Poesia, ideali e cinismo nella commedia di Alan Bennett al Massimo di Cagliari Uno spettacolo magistrale del teatro dell’Elfo con un grande Elio De Capitani
di Walter Porcedda
CAGLIARI Non c’è ”happy end” nella folgorante commedia contemporanea dell’inglese Alan Bennett, “History boys”, andata in scena mercoledì al teatro Massimo per il circuito regionale del Cedac (in replica sino a domenica). Piuttosto la netta e amara percezione di una società fondata sulla ipocrisia e le scorciatoie per raggiungere la meta agognata, cioè la scienza dell’apparire fatta di mezzucci e bassi compromessi, l’arte di barare e i trucchi per riuscire. L’importante è correre per arrivare. Così non serve la qualità di una formazione ma l’arte di arrangiarsi e vendersi (meglio, di sapersi vendere). Quanta parte della nostra Italia può rispecchiarsi nell’aula di liceo disegnata dallo scrittore britannico, e le cui vicissitudini sono rese avvincenti e convincenti nella messa in scena del teatro dell’Elfo, una delle rare compagnie a cui si deve il merito di allestire opere di contemporanei europei (dello stesso Bennett, tempo fa, allestì “Nemico di Classe”)qui firmato da Ferdinando Bruni ed Elio De Capitani. Quest’ultimo poi giganteggia sulla scena nelle vesti di Hector, professore eccentrico e anticonformista che in lezioni fuori schema offre insegnamenti di poesia e cinema, ma allo stesso tempo con la scusa di accompagnare in moto il più belloccio della classe lo palpeggia. Un po’ personaggio d’altri tempi e un po’ macchietta, ma protagonista di un legame vero, intriso di complice teatralità con i propri allievi (i quali in una sorta di gara mettono in scena siparietti di film famosi). Questi poi sono ben diversi da come spesso genitori e professori se li immaginano. Più dotati di senso realistico dei loro docenti, persino cinici. Otto ragazzi (altrettanti giovani e formidabili attori: Giuseppe Amato, Marco Bonadei, Angelo Di Genio, Loris Fabiani, Andrea Germani, Vincenzo Zampa, Alessandro Lussiana, Giacomo Troianiello)esuberanti e pieni di vita vestiti in giacca e cravatta come si usa nei college inglesi, in questo caso quello pubblico di Leeds, che dopo la maturità si preparano ad essere ammessi alle università di prestigio come Oxford e Cambridge.

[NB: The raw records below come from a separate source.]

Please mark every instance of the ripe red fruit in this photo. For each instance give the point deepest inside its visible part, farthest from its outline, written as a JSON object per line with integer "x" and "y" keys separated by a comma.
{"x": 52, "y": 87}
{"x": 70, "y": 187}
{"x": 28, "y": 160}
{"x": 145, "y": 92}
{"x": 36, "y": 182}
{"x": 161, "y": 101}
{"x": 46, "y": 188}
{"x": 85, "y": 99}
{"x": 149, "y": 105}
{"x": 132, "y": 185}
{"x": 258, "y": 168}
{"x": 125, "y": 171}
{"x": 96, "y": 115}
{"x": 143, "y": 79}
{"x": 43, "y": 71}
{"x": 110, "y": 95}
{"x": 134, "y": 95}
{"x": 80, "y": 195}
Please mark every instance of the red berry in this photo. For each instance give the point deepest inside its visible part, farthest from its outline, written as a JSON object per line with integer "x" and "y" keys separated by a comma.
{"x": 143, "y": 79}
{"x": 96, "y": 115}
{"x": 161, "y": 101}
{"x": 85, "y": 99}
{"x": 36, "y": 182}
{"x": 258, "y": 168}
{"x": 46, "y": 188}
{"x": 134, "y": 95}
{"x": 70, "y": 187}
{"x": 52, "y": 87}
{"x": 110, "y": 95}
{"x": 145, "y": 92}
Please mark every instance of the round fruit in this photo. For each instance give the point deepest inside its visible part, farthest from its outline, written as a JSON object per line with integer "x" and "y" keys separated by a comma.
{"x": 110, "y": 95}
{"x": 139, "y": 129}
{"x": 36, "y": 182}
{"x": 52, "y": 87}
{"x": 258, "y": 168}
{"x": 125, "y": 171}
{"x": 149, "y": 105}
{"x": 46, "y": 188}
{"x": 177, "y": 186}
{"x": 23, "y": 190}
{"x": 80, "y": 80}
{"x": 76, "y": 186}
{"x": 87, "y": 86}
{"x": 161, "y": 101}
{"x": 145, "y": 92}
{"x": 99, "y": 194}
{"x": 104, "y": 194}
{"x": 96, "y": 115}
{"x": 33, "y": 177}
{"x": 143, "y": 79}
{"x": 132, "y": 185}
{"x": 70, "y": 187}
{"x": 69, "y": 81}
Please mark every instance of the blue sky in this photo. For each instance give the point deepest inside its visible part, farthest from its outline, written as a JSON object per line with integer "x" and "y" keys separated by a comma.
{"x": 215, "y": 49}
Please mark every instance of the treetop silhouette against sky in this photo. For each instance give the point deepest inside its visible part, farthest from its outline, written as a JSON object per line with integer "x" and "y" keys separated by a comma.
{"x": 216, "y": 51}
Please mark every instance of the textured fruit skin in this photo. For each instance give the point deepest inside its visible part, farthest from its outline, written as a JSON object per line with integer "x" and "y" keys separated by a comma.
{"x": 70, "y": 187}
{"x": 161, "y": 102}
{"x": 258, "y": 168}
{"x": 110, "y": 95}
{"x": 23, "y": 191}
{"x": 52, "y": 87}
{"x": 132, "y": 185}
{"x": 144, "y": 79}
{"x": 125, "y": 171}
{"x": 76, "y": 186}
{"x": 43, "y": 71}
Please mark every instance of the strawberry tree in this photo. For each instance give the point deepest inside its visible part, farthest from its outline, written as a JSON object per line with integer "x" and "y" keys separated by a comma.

Così vorrebbe fortissimamente un preside piatto e borghesuccio(Gabriele Calidri), ma molto meno l’altra dirigente, la disincantata e rassegnata professoressa in odore di femminismo Dorothy Lintott (una brava Debora Zuin). Nel ruolo di trainer arriverà il giovane professor Irwin (Riccardo Bocci) che sostituendo nei fatti Hector impartisce pillole di saggezza come un filosofo ateniese al tempo dei sofisti insegnando a smontare ragionamenti, fornendo sempre soluzioni eccentriche e utili per fare colpo e, domani, carriera nella vita. Così si intrecciano in modo ambiguo giornalismo e storia, morale, politica e cultura. E le storie di un doloroso passato (Olocausto)si mescolano a quelle quotidiane fatte di turbamenti adolescenziali, pruriti sessuali, desideri, debolezze e frustrazioni dell’età che verrà. Tutto è raccontato con leggerezza sul filo intelligente dell’ironia. Si ride e si viene trascinati dal ritmo del racconto teatrale e dalla bravura degli interpreti che in quel micromondo degli affetti che è un’aula scolastica mimano e anticipano la vita reale che sarà ben più dura e crudele. E’ lì fuori da quelle mura che Hector, bersagliato dal perbenismo bacchettone per la sua omossessualità, finirà tragicamente i suoi giorni in un incidente stradale.